All of lore.kernel.org
 help / color / mirror / Atom feed
From: "Michael S. Tsirkin" <mst@redhat.com>
To: Gleb Natapov <gleb@redhat.com>
Cc: yamahata@valinux.co.jp,
	Alex Williamson <alex.williamson@redhat.com>,
	qemu-devel@nongnu.org, armbru@redhat.com
Subject: [Qemu-devel] Re: [PATCH] PCI: Bus number from the bridge, not the device
Date: Mon, 8 Nov 2010 19:08:37 +0200	[thread overview]
Message-ID: <20101108170837.GI7962@redhat.com> (raw)
In-Reply-To: <20101108170015.GA705@redhat.com>

On Mon, Nov 08, 2010 at 07:00:15PM +0200, Gleb Natapov wrote:
> On Mon, Nov 08, 2010 at 06:26:33PM +0200, Michael S. Tsirkin wrote:
> > On Mon, Nov 08, 2010 at 07:52:12AM -0700, Alex Williamson wrote:
> > > On Mon, 2010-11-08 at 13:22 +0200, Michael S. Tsirkin wrote:
> > > > On Mon, Oct 04, 2010 at 03:53:11PM -0600, Alex Williamson wrote:
> > > > > pcibus_dev_print() was erroneously retrieving the device bus
> > > > > number from the secondary bus number offset of the device
> > > > > instead of the bridge above the device.  This ends of landing
> > > > > in the 2nd byte of the 3rd BAR for devices, which thankfully
> > > > > is usually zero.  pcibus_get_dev_path() copied this code,
> > > > > inheriting the same bug.  pcibus_get_dev_path() is used for
> > > > > ramblock naming, so changing it can effect migration.  However,
> > > > > I've only seen this byte be non-zero for an assigned device,
> > > > > which can't migrate anyway, so hopefully we won't run into
> > > > > any issues.
> > > > > 
> > > > > Signed-off-by: Alex Williamson <alex.williamson@redhat.com>
> > > > 
> > > > Good catch. Applied.
> > > > I don't really see why do we put the dev path
> > > > in the bus object: why not let device supply its name?
> > > 
> > > Because the device name is not unique.  This came about from the
> > > discussion about how to create a canonical device path that Gleb and
> > > Markus are again trying to hash out.  If we go up to the bus and get the
> > > bus address, we have a VM unique name.  Unfortunately, it's difficult to
> > > define what the bus should print in all cases (ISA), but since they
> > > don't do hotplug and typically don't allocate ramblocks, we can mostly
> > > ignore it for this use case.
> > > 
> > > > And I think this will affect nested bridges. However they are currently
> > > > broken anyway: we really must convert to topological names as bus number
> > > > is guest-assigned - they don't have to be unique, even.
> > > 
> > > Yes, nested bridges are a problem.  How can the seg/bus/devfn not be
> > > unique?
> > 
> > Bus numbers for nested bridges are guest assigned. We start with 0 after reset.
> > 
> > > > What does fixing this involve? Just changing pcibus_get_dev_path?
> > > 
> > > How do you plan to fix it?  Don't forget that migration depends on these
> > > names, so some kind of compatibility layer would be required.  Thanks,
> > > 
> > > Alex
> > 
> > Replace bus number with slot numbers of parent bridges up to the root.
> > This works for root bridge in a compatible way because bus number there
> > is hard-coded to 0.
> > IMO nested bridges are broken anyway, no way to be compatible there.
> > 
> > 
> > Gleb, Markus, I think the following should be sufficient for PCI.  What
> > do you think?  Also - do we need to update QMP/monitor to teach them to
> > work with these paths?
> > 
> 
> I am no longer use bus's get_dev_path callback for my purpose (I added
> another one get_fw_dev_path)

Why? Because get_dev_path is unstable? to avoid changing for migration?
So with this patch, you get to use it again.
IMO two ways to address devices is a bad idea.

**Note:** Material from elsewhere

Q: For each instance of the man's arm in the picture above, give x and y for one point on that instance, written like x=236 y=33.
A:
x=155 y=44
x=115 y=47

> since it is used for migration

what is used for migration?

> it should
> be done for all buses to work properly. And by properly I mean produce
> full path from system root to the device itself recursively.

This is what the code does. Recursion is not needed here though.

> But what I
> learned is that by changing get_dev_path output you will break migration
> from older guest to newer once (something we have to support).

Well I think migration for sytems with nested buses are broken anyway:
it's just a new feature where we simply did not figure out the migration
andgle before the last release.
Without nesting my code returns exactly the existing output
so no, it's not broken.

> And of
> course, as Alex said already, you need to traverse bridges recursively

Well this is an implementation detail.  loop is functionally equivalent,
only cleaner and easier to understand.

> and
> domain does not provide any meaningful information.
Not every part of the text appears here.